At his home course in Orlando, Maurice Allen is teeing up some golf balls on the driving range at Dubsdread.  “Some people take their lives too seriously, my friend,”  Allen says as he takes a shot with his wedge.  

Maurice Allen is not your average golfer. 

You can’t miss him on the range he’s wearing hot pink and has dragons as club covers.

“Try to keep it as stylish as possible,” he says as he pulls out another club.

Talk to him for a couple minutes it’s clear he thinks different too.

“I think the biggest lesson you can learn in this game is imagination and self expression.”

Allen expresses himself with one of the biggest swings in the world.  Maurice Allen is the 2018 World Long Drive Champion.

“The World Championship is just once a year it’s our version of the Super Bowl.  So it’s probably the most coveted title in the sport of long drive.”

The Orlando native was a multi-sport athlete at Evans High School.  His Dad taught him golf as a kid but he got into the sport of long drive almost by accident.  A friend bet him he couldn’t hit a golf ball.  Allen crushed one, won the bet and the rest is history.  

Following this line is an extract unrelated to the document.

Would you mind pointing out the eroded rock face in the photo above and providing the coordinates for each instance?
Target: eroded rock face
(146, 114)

He's recorded drives up to 483 yards, but he’s best known for his victory speech.  In 2017 Allen unleashed a Ric Flair impersonation including the wrestler’s signature “woo!”  The video went viral.  Allen brought it back after his World Long Drive victory in 2018, but now he says it’s retired.

“I’m certain you’ll never see the Rick Flair again it’s just one of those things that happened but as an athlete you’re an entertainer,” he says.

Allen definitely understands the value of entertainment, but he also understands the value of giving back.  After winning the world long drive competition Maurice donated $20,000 in scholarships to his alma mater Evans High School.  

 “For me donating the money to the school was just  to give kids an opportunity to better themselves,” Allen says.  “You know show them that somebody else believes in them that they don’t even know.”

As for his 18 hole game, Allen says “really good, really really good.”

A man not afraid to give an honest answer, but he’s also not afraid to admit he’s not good enough to make the PGA tour. 

“There’s just so many things when you’re trying to hit the ball far compared to hitting a fifty or sixty yard shot when you look at the swings on the PGA tour they are nothing like the swings on the long drive tour but they still work,” Allen says.  “So that was the big thing that I had to realize I didn’t try to have to emulate someone else swing I had to find my swing and what works for me and stick with that and stay true to that.” ​

A different stroke, a different perspective.  Maurice Allen is the kind of different sports needs.